障害研修というと、一般的には車いすに乗ったり、アイマスクをする「障害の疑似体験」を思い浮かべる方が多いかもしれません。しかしこうした研修と、DETは根本的に考え方が異なっていると、久野さんは説明します。
「疑似体験によって学べるのは、機能障害の内容そのものと、介助方法などでしょう。私たちがめざしているのは、障害者ゆえに受ける差別や排除をなくすことなのです」
DETの冒頭では、必ず「I am you(私は、あなた)」というタイトルのビデオが流されます。内容の概略は、次のようなものです。
主人公の男性が物思いにふけっていると、突然、不思議な異次元の世界にワープしてしまう。
そこは、見たこともない世界だった。まわりには障害のある人たちだけが暮らしている。タクシーに乗ろうとしても、健常者である彼の前で止まる車はない。バス停では、「付き添いの方がいなければダメ」と冷たく拒否される。レストランに行くと、「1人で入ってくるなんて、非常識」という冷ややかな視線を浴びてしまう。訪問先の受付嬢は手話と点字でしか案内してくれず、コミュニケーションが成り立たない。つまり彼は、障害のあることが当たり前という真逆の世界に迷い込んでしまったわけなのだ……。
このビデオが示しているのは、「もしも社会のスタンダードが変わってしまったら?」というシニカルな問いかけです。研修はこの後、障害者が描かれたイラストを活用して「障害はどこにある?」という演習へと進んでいきます。少人数のグループワークを通じて「じゃあ、どうする?」「現状の課題と、私がやる行動」等を語り合う。ビデオやイラストで示された問題点を分析しながら、ファシリテーター(進行役)の誘導により、参加者は自然と「障害は社会の側にある」という意識を獲得していくのです。
研修フォーラムが進めるDETのもう一つの特色が、ファシリテーターたちが全員、障害のある当事者である点でしょう。彼らが進行役となるからこそ、当事者の声を聞きながら社会環境を変えていこうというテーマが際だってきます。ここでは障害者は要支援者ではなく、参加者の議論をリードするまとめ役。まるで冒頭に見せたビデオのような逆転の世界で、あるべき世界に向けた議論が戦わされていくのです──。
障害者平等研修という名前だけを聞くと、なにやら理屈っぽい人たちが人権について語っていく難しい研修だと誤解されがちです。しかし実際に取材してみると、とんでもないことでした。

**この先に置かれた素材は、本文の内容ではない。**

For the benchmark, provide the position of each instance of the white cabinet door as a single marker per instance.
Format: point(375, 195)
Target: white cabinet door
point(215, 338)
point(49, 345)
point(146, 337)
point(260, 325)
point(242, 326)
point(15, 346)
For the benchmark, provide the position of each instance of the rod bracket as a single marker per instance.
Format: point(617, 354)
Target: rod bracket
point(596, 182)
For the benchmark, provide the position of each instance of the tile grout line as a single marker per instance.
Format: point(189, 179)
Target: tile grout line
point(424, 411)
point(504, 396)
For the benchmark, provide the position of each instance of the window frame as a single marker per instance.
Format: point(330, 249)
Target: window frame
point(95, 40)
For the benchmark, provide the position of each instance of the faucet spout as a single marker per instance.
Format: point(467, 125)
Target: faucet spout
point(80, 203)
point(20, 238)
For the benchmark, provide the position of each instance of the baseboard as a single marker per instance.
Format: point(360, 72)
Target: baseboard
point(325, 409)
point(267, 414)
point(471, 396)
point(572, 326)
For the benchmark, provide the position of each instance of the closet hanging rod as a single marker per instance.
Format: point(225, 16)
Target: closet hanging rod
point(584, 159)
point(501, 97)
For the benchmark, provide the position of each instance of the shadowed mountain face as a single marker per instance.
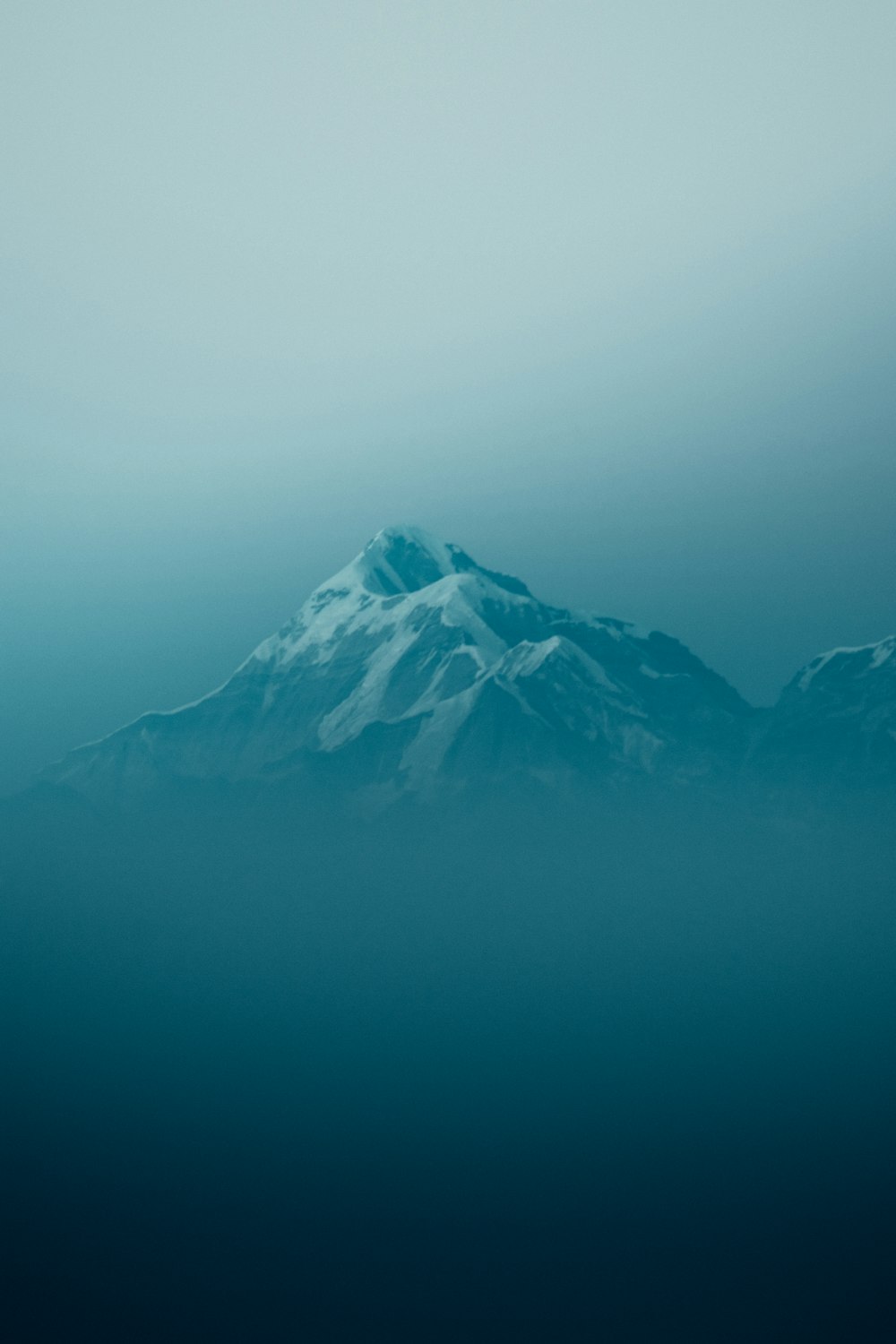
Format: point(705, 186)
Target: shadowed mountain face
point(413, 668)
point(839, 714)
point(541, 1062)
point(414, 671)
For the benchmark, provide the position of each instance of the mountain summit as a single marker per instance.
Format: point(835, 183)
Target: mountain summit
point(416, 669)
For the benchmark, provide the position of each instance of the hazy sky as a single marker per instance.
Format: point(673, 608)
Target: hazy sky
point(605, 292)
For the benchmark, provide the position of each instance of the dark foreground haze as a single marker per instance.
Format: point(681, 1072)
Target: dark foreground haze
point(521, 1069)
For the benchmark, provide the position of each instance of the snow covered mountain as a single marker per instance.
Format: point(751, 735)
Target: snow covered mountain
point(417, 669)
point(839, 714)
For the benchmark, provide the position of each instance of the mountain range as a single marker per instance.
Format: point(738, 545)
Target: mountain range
point(417, 671)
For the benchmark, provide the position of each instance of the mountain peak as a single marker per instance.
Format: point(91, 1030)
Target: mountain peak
point(406, 559)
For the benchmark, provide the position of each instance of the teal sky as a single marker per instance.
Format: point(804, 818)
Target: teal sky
point(605, 292)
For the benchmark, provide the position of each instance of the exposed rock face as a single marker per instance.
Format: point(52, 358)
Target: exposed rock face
point(417, 669)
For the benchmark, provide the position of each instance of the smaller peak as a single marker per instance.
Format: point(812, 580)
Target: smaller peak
point(849, 660)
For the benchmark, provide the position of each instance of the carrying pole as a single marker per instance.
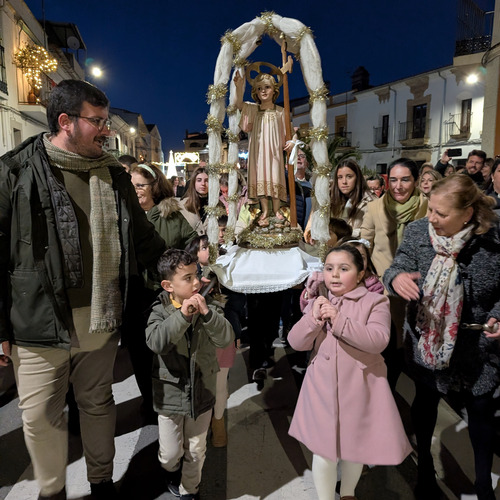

話を聞くうちに、現在、各地の自治体や社協で開催されている福祉教育の方にこそ、問題があると思いました。というのも、その多くはシミュレーション型(疑似体験)のものであり、障害者への理解や愛情を訴えるだけで終わっています。極端な話、「自分には障害がなくて良かった」という逆差別の感情を生んでいるわけです。
マイノリティに対する差別や排除をなくすのは、自分たちの考え次第。そんな福祉教育を実施するためにも、自治体や社協でももっと積極的にDETを取り入れてほしい。研修フォーラムのファシリテーターたちの訴えに、とても共感して取材を終えた私でありました。